Definisce il linguaggio un “ibrido bio-culturale”, una facoltà in parte derivante da “costrizioni universali imposte dalla natura dell’organismo” (pp. 16-17), in parte prodotto da fattori culturali; mentre sulla sua comparsa ed evoluzione, partendo da alcune congetture più recenti, arriva ad avanzarne una propria, basata sull’idea jakobsoniana che “l’unica occasione di osservare il linguaggio umano in statu nascendi ce la offre il bambino” (Jakobson, 1971: 11). Osservando il linguaggio della nipotina, soprattutto nelle sue fasi iniziali, quando la piccola Emilia aveva poco meno di un anno, Simone ha notato che esso era “composto da due tipi di elementi: un numero limitato di voci lessicali (solo nomi) e un numero relativamente elevato di marcatori pragmatici” (pag. 216-217). Se le cose stanno in questo modo, allora è probabile – conclude Simone – che “prima ancora della protolingua senza grammatica e delle diverse fasi della grammatica vera e propria, esista una protolingua fatta essenzialmente di segnali pragmatici” (p. 217). E portando avanti il ragionamento, relativamente all’evoluzione delle lingue aggiunge: “questo suggerirebbe di assumere una diversa evoluzione delle lingue: prima una pragmatica di base, poi il lessico elementare, infine la grammatica vera e propria” (Ibidem).
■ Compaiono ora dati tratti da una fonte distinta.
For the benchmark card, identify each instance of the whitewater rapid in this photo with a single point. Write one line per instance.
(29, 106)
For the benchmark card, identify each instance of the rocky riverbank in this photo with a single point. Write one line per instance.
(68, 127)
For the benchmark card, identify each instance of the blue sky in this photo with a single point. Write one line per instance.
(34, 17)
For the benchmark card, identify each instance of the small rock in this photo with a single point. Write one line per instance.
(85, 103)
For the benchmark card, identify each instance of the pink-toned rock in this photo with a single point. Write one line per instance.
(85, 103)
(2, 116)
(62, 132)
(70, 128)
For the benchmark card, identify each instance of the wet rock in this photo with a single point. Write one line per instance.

Pur essendo un libro accessibile a tutti per la chiarezza e il modo seducente in cui è scritto, La Grammatica presa sul serio non è un libro facile; non solo perché i fenomeni trattati sono numerosissimi, e in non pochi casi noti esclusivamente agli studiosi (come il concetto di ciclo, o quello di evidenzialità, per limitarci a qualche esempio), ma anche perché essi sono affrontati attraverso prospettive di analisi differenti: la prospettiva diacronica, e soprattutto quella sincronica e tipologica-funzionalista, basata cioè sul confronto interlinguistico. Tuttavia, proprio per la sua ampiezza, La Grammatica presa sul serio si presenta come un libro fondamentale, un libro che fornisce gli strumenti per orientarsi all’interno di quel sistema asimmetrico, caotico e assai complesso che è la lingua.